Last night at dinner, we ran into a fun group of Argentinians. I had met them earlier on the way to Chhongrom, and they were happy to tell me how beautiful it was in Cordoba and Mendoza, two places I know I will one day visit. But tonight they were in an intense argument, and it looked like it would turn into a full-on brawl. Only the intervention of one of the girls prevented the guys from throwing punches. Between all the "putas" and other few words my brain registered, I gathered that one of them had hurt his foot. He was heavy and looked out of shape. As a result, they all had to abandon their ABC attempt and head back down. One of the guys was devastated and extremely angry. He made it clear that he was not at fault and the trip was ruined if they didn't go. They had spent a lot of time, money, and effort to be here, they were only 2 days away (as I was), and now he had to give it all up because of someone else. I definitely sympathized with the guy. This was exactly one of the biggest reasons that I prefer traveling alone on big trips.
For me, I had already gone through the stages of denial, anger, etc. and was starting to accept the fact my trek was over. To be honest, it gave me great reason to return to Nepal soon. But more importantly, these are precisely the kind of situations that make someone grow, if they adopt the right outlook about it. I hoped the other guy would make peace with his fate, but I could tell he probably wouldn't.
There was something else this trek had taught me. On my Everest trip 5 years ago, it was during the monsoon and the king had just been assassinated. Maoists were running rampant in the countryside, the guidebook said that I should expect to pay bribes or get a bullet when I ran into them. There was a travel advisory but I went anyway, which turned out to be a great decision. I had the whole path almost entirely to myself all the way to Everest and back. Hours, days, and weeks went by with just the spectacular scenery and my thoughts.
But on this trek, I had Team Hyper Power Nemo Go! A porter, a guide, the horse, and his handler. Nepal was now "safe", it was trekking season, and at Poon Hill I counted 120 people watching the sunrise with me. I was never alone with my thoughts. So today, walking on my own steam, I finally was able to get away from everyone for the first time and just let my brain go quiet. I suddenly started to feel much better. And it hit me: the reason I hadn't enjoyed this trip nearly as much as the one 5 years ago was that this precise feeling I was experiencing right now had eluded me the entire week. I resolved right there that when I returned I would not have a guide, and maybe not even a porter.
You didn't need one anyway, really, Nepal was getting civilized. Perhaps too civilized. When I went to Everest BC last time, there was no electricity above 3500m, no drinking water (you had to use tablets), and getting a hot shower from water warmed by the sun was a luxury that only a few places had. On this trip there wasn't a single village that didn't have 24-hour electricity and hot (electrically heated) showers. My last trip, the food options were Dal Bhat or Dal Bhat. This time around, you could get a burger, lasagna, or a pizza just about anywhere (though I don't recommend you order them, they are generally pretty horrible).

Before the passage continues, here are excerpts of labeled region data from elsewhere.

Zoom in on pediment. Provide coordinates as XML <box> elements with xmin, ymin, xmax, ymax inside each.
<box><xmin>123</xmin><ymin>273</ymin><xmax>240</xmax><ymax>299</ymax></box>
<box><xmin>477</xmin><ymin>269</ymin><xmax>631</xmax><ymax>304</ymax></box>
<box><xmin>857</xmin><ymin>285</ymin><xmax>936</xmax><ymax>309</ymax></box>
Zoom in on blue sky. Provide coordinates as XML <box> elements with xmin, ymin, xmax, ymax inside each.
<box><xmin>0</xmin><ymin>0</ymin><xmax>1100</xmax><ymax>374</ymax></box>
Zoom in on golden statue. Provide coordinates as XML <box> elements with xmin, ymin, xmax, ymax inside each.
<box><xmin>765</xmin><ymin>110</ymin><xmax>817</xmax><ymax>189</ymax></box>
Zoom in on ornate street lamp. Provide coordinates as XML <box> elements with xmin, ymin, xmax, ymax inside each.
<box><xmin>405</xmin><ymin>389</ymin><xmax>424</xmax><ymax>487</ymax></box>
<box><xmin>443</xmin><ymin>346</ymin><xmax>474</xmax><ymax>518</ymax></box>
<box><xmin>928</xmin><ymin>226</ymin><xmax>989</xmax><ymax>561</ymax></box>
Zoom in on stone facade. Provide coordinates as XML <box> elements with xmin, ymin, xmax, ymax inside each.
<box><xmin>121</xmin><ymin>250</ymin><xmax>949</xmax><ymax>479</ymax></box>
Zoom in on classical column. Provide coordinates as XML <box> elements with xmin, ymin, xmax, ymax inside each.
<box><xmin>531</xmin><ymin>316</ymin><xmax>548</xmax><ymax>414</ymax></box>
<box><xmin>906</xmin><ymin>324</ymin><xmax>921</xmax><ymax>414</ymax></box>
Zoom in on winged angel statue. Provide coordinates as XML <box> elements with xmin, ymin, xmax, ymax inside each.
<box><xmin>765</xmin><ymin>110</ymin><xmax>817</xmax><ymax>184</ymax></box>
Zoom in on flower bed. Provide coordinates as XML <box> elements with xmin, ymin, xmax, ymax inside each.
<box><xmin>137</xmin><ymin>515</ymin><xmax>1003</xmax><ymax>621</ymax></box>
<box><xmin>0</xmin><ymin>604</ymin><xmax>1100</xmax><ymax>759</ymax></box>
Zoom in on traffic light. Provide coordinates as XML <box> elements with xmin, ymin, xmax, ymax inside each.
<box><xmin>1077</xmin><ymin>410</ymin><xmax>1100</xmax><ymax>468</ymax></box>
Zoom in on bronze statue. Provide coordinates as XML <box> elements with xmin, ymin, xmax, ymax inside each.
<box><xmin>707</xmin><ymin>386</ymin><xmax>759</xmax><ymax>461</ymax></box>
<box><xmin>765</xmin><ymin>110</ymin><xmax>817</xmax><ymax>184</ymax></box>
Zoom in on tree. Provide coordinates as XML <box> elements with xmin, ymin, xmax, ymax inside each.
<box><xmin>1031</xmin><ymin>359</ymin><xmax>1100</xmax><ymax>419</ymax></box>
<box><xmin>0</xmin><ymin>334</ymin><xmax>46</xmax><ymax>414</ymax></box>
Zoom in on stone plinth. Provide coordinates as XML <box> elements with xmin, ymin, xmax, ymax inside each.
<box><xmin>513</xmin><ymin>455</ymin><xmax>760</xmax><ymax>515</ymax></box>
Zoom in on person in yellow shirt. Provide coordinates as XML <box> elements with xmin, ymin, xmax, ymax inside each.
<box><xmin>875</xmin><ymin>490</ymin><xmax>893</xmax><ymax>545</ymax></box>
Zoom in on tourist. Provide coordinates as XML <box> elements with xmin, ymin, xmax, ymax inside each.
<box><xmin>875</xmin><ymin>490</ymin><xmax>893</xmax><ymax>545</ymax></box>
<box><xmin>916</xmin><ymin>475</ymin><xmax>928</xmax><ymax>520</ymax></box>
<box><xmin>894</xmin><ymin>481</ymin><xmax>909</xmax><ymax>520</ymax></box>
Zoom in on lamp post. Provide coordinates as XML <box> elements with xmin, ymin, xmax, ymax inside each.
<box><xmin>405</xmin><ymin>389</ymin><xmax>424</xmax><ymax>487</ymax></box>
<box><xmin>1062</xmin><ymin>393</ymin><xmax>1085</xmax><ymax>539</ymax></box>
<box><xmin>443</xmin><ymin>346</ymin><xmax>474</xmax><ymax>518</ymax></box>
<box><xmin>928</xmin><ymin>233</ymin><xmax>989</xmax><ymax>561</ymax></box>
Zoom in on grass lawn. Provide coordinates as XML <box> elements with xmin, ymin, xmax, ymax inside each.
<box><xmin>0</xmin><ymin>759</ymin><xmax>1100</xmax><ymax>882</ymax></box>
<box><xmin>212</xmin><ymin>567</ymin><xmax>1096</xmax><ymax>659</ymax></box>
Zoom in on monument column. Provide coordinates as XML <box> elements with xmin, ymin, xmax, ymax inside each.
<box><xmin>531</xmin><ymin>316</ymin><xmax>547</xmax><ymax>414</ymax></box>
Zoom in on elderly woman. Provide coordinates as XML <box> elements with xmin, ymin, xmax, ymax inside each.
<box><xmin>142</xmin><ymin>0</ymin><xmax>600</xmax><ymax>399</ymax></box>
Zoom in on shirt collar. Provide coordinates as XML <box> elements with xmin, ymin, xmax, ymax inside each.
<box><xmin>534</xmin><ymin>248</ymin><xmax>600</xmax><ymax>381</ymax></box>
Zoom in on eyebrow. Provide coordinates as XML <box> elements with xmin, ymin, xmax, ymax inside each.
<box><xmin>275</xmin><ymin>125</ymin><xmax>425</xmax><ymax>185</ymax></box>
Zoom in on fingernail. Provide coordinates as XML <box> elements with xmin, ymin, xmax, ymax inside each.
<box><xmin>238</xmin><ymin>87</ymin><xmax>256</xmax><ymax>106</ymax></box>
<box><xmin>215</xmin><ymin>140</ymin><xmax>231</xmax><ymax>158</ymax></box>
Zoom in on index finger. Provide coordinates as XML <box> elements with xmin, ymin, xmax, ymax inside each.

I spoke with an older ex-hippy couple from Bishop, California my last night at the hot springs. It was cool to meet someone from a town that I had stopped in at least 100 times on my way to Mammoth. They had been in Nepal for 2 months, and last month did the Everest BC (EBC) trek. They said it was so packed that at times the line of people went on to the horizon in both directions. I couldn't believe it!! I had only met a handful of other trekkers during my EBC trip, and the picture they were describing made it sound like LA's 405 freeway during rush hour. Earlier I noted one of the things that made Nepal = Never Ending Peace and Love was that it was forever safe from large Asian tour groups. My reasoning was that in the mountains there were no roads to take their air-conditioned buses. But after meeting the Korean herd in Chhongrom with their 25 porters, chef, and 450 Korean beers and then hearing the Bishop couple's story, my theory was shattered. Here, even in the remote former kingdom of Nepal, the world's ocean of humanity was pouring in to ruin it.
My guide pointed out that there was now a road all the way to Muktinath, which is the halfway point of the Annapurna Circuit. Today you can literally fly into Jomson and take a bus to this sacred place, high on the dry mustang plateau shared with Tibet. And they were building a road to Manang on the other side! Only the narrow, steep, and very high region around the Thorong La pass would be safe from vehicles in a few years. It was very depressing. But part of me wasn't that surprised, really. This was happening all over the world to every great secret place once known only to few intrepid explorers. This was the age of Lonely Planet, which should be renamed Crowded Planet. Why would Nepal be magically protected? I had just been naive.
So, I will return. And it looks like I had better return very very soon, before it becomes yet another lost paradise.